Es entonces cuando el tiempo parece
detenerse. Son pocos planos, y ni un minuto de duración,
lo que dura este desenlace. Es el tiempo justo para que la florista
acaricie la palma de la mano de "su millonario" y
la expresión de su cara se transforme. Chaplin cierra el
plano sobre el rostro, indescriptible, de su personaje que es
la viva imagen de la tristeza y la alegría confundidas,
entremezcladas y puestas sin más en la pantalla, ante nuestros
ojos. Las dos últimas frases que leemos sobre fondo negro
bastan y sobran: "¿Puedes ver ahora?"
- "Sí, puedo ver." El acto de ver,
aquí, no sólo es físico, sino mental: es
darse cuenta de algo revelador. El plano final nos deja a Charlot
sonriendo. Chaplin se recrea en esa expresión, feliz pero
que a la vez nos entristece...
La película está tramada
con acierto para tomar pleno sentido sólo al final.
Pocas veces una imagen en el cine
es tan polisémica. Chaplin
sabía perfectamente por qué rechazaba el sonoro.

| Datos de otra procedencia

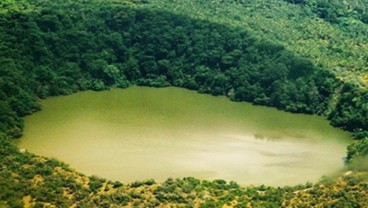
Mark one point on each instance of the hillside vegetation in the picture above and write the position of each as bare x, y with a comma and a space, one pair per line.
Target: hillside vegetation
298, 56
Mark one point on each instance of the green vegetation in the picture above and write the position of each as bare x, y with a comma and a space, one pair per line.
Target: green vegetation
299, 56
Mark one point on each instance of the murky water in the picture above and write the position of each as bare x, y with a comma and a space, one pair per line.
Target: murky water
141, 133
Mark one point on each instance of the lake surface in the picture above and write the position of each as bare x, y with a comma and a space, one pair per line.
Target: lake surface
141, 133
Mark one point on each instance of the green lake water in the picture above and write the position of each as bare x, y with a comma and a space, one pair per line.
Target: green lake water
142, 133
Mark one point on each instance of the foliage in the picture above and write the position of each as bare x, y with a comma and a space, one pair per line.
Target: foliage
299, 56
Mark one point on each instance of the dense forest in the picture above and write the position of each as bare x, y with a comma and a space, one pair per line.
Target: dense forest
255, 51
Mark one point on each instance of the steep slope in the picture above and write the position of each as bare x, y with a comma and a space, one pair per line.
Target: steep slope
271, 53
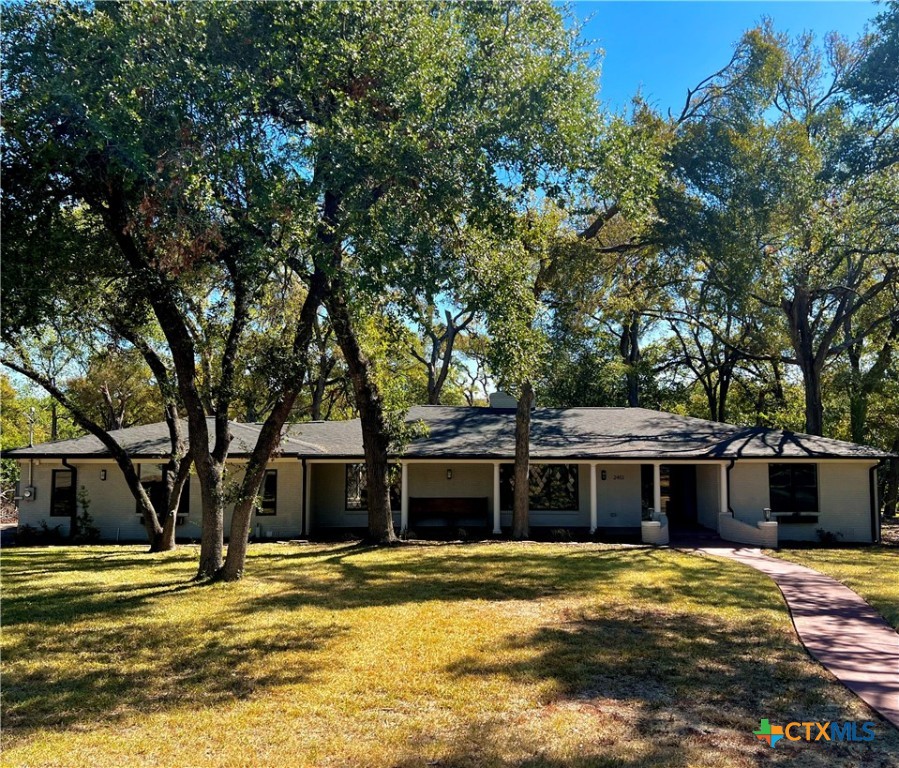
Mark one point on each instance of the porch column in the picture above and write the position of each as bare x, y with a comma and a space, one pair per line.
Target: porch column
497, 529
307, 498
722, 488
657, 488
404, 497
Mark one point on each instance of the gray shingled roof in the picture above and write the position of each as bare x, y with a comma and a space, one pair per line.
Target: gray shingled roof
486, 433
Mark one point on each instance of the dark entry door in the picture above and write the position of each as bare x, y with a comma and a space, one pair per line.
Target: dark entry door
681, 493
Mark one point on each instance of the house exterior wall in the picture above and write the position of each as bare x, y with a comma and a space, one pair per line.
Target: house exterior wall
328, 497
114, 510
844, 501
708, 485
749, 491
578, 518
844, 504
469, 481
843, 486
35, 512
619, 503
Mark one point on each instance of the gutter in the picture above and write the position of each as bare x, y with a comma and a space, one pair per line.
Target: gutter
875, 510
304, 529
73, 525
727, 475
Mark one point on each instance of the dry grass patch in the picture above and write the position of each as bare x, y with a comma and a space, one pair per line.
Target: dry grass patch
458, 655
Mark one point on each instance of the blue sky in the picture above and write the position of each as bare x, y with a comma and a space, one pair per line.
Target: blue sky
665, 47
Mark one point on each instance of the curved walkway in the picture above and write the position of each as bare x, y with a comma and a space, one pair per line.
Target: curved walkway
836, 626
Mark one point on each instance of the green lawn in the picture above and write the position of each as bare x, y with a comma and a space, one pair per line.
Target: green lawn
455, 655
873, 572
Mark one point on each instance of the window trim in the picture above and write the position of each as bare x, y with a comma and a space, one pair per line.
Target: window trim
395, 495
794, 515
510, 468
261, 509
53, 493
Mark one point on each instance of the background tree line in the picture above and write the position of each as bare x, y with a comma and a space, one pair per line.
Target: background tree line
273, 213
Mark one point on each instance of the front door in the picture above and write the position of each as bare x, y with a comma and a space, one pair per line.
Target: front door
679, 491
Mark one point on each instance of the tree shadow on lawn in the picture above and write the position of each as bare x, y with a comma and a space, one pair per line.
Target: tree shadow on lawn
494, 574
114, 672
685, 684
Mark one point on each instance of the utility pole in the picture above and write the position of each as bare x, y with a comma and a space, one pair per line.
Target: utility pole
30, 418
53, 420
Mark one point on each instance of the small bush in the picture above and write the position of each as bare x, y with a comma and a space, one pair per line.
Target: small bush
85, 531
28, 535
828, 537
560, 534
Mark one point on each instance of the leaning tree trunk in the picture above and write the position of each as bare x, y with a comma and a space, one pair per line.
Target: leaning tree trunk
270, 434
521, 501
814, 406
891, 484
375, 440
212, 532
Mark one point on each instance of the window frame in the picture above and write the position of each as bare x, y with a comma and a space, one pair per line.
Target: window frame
793, 511
54, 492
261, 504
507, 496
362, 504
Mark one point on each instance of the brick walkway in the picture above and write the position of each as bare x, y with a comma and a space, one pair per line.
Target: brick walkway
835, 625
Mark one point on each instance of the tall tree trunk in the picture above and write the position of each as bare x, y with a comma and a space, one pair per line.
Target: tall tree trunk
521, 500
814, 406
270, 434
375, 439
151, 519
212, 532
891, 484
629, 348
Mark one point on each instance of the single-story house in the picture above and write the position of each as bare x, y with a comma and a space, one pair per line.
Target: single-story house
601, 471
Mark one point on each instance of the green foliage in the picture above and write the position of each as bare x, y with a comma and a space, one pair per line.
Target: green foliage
84, 532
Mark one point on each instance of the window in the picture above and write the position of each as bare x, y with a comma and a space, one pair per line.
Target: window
357, 488
553, 487
794, 491
62, 495
268, 493
153, 479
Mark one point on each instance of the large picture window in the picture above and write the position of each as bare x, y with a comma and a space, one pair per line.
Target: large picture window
153, 479
794, 488
62, 494
553, 487
268, 493
357, 488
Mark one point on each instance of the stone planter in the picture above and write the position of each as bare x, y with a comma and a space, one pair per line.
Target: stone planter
768, 531
653, 532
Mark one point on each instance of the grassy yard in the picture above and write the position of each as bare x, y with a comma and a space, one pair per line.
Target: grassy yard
873, 572
455, 655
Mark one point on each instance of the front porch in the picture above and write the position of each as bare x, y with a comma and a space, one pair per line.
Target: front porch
433, 498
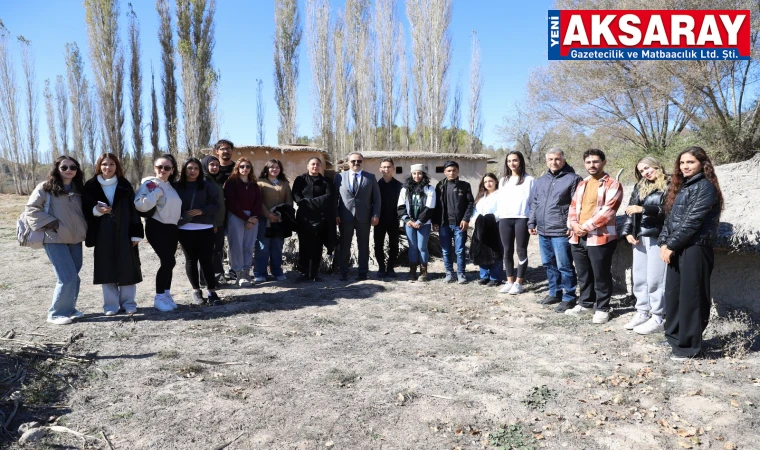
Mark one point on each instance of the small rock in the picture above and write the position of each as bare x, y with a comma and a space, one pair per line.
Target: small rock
32, 435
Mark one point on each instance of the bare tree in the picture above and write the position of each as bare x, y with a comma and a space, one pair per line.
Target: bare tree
286, 41
321, 58
474, 103
341, 76
363, 83
195, 41
76, 78
55, 151
10, 133
168, 82
456, 118
107, 61
387, 34
260, 111
154, 126
135, 88
31, 98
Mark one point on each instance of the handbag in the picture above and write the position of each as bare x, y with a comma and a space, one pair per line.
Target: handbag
27, 237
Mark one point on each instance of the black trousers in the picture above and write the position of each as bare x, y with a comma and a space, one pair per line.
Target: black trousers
511, 230
392, 230
687, 299
594, 267
310, 251
198, 247
163, 238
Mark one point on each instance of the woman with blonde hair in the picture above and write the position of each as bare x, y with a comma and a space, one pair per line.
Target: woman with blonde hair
642, 227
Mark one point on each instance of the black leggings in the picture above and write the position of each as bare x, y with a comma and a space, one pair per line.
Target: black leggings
512, 230
198, 246
163, 238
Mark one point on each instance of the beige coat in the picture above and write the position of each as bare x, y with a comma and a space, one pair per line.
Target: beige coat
67, 209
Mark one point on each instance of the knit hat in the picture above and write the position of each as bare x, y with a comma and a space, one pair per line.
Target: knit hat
420, 167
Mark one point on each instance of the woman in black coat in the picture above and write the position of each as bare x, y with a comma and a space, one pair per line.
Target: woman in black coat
693, 205
114, 229
313, 193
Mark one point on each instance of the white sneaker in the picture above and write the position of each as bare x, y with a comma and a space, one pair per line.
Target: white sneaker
170, 300
58, 320
651, 326
160, 303
516, 288
601, 317
579, 311
637, 320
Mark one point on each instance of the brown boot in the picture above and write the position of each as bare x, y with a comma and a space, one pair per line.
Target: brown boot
423, 273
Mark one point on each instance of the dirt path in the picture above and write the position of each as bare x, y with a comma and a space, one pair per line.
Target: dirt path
392, 365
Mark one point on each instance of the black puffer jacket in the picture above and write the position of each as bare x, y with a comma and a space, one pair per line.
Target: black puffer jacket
552, 194
695, 215
649, 222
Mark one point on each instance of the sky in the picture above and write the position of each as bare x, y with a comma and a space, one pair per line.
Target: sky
512, 36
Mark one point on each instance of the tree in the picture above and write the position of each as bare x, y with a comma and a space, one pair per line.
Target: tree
195, 42
76, 79
55, 151
168, 82
31, 97
321, 57
474, 103
107, 61
135, 88
260, 112
62, 110
286, 41
154, 126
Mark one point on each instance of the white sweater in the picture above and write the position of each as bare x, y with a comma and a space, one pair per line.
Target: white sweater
514, 199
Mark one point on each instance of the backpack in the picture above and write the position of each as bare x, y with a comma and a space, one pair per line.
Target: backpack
27, 237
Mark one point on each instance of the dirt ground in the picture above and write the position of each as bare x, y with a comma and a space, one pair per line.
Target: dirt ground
391, 365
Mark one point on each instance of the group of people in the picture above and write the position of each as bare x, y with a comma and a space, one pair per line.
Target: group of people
671, 222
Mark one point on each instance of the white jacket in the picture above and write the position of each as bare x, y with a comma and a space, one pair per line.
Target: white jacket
155, 192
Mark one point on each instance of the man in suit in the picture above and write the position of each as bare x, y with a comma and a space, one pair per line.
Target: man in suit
358, 209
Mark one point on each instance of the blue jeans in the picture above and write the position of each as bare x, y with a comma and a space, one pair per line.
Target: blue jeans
268, 252
418, 238
67, 261
446, 234
558, 262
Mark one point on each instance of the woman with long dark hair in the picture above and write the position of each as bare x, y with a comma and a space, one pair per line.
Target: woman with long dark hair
416, 204
275, 190
486, 202
200, 202
55, 206
515, 191
645, 217
243, 199
313, 193
114, 228
158, 201
693, 205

La misma escena, con diálogos, podría no decir ni
la mitad de cosas. La secuencia final de Luces de la ciudad
es cine en estado puro, ya que se sirve exclusivamente de la imagen.
Y de nada más. Incluso si los intertítulos sobre
negro, tan característicos del mudo, desapareciesen, la
secuencia nos produciría idéntico efecto. Porque
habla con un lenguaje que todos comprendemos, sobre unos sentimientos
que a todos nos afectan. Y lo hace a partir del primer plano de
un rostro, explicando algo tan difícil de concretar sin
caer en la pantomima como es el reconocimiento.
El final de Luces de la
ciudad cierra de forma sublime una historia en la que
Chaplin consigue sus objetivos: hablarnos del hombre, enternecernos
y emocionarnos, todo a la vez. La película está
tramada con acierto para tomar pleno sentido sólo al final.
Y sí, explicar el reencuentro con palabras hubiera sido
matar todo este significado: Charlot sabía lo que hacía.